Но это еще были цветочки. Если работа шла хорошо, вернее, приходилась по вкусу Спире, им скоро овладевало самое доброе расположение духа. Смеялся, шутил, посылал Тишку в лавку за конфетами и пряниками, а то бежал в сельпо сам и покупал "старой", как он смолоду звал жену, какую-нибудь цветистую косынку или брошку, которых она сроду не носила, а, радуясь нечастому вниманию, припрятывала в сундук "на черный день".
Для себя Спиря в таких случаях прихватывал "чекушку". Находясь в хорошем настроении, он много не пил. Даже тогда, когда собирал компанию после удачного завершения очередного строительства, он делал это не из желания выпить. Ему хотелось вдосталь наслушаться похвал своему мастерству. А хвалили Спирю в таких случаях через край: пьяные вообще щедры на лесть, а тут человек угощал без складчины, на свои, честно заработанные деньги. Как не похвалишь!.. Тем более, руки у него и правда были умелые.
Упиваясь этими похвалами, Спиря не понимал, что самая большая похвала - не всегда знак уважения. А может, и понимал, ибо, оставшись один после таких чествований, иногда напивался в дым и горько философствовал: "За мастерство меня ценят?.. Ценят!.. А человека не видят… Есть он, человек без мастерства? Нету! Мастерство - оно всего главнее, все на белом свете им создано. Так-то оно… И плевать на все остальное!.. Плевать!"

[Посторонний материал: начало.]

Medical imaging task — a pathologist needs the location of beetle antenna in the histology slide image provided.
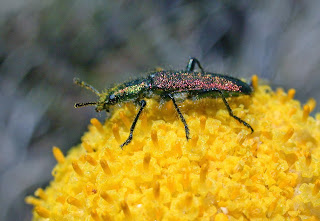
[73,78,100,95]
[74,102,97,108]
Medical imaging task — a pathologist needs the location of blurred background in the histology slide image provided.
[0,0,320,220]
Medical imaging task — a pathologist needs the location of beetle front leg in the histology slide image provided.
[168,94,190,140]
[120,100,147,149]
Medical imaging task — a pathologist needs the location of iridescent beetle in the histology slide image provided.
[74,58,253,148]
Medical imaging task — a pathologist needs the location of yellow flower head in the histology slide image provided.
[26,77,320,221]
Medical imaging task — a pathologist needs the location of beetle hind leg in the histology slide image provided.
[218,91,254,133]
[120,100,147,149]
[168,94,190,140]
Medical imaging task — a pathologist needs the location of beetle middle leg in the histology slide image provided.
[217,90,253,133]
[120,100,147,149]
[168,94,190,140]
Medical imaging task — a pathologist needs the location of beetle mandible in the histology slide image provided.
[74,58,253,148]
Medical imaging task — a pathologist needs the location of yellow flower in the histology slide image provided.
[26,77,320,221]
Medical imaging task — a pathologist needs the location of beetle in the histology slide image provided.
[74,58,254,148]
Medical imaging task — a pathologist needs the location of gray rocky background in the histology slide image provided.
[0,0,320,221]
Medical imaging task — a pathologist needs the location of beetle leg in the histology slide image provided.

Но расскажем о том, как вел себя Спиря дома, если дело было еще не завершено, а шло удачно. Распечатав "чекушку", он прежде всего наливал стопку "старой" и полстопки Тишке. Отказываться было не только бесполезно, но и страшно. Отец мгновенно багровел и рявкал:
- Отворачиваетесь?! Думаете, отец к пакости приучает? Учителя, поди, настропалили: маленькому, дескать, пить не положено, вредно, пьяницей можно стать? Враки! В жизни так и так пить доведется, значит надо тренироваться заранее, чтобы не валила потом с ног первая стопочка. А пьяницами беспробудными как раз те становятся, кто пить не обучен да кто жаден больше. Жадность - она всякая: один деньги в кулаке зажмет и трясется, другого от водки за уши не оттащишь. А сыну Спири жадному быть не положено. Пей!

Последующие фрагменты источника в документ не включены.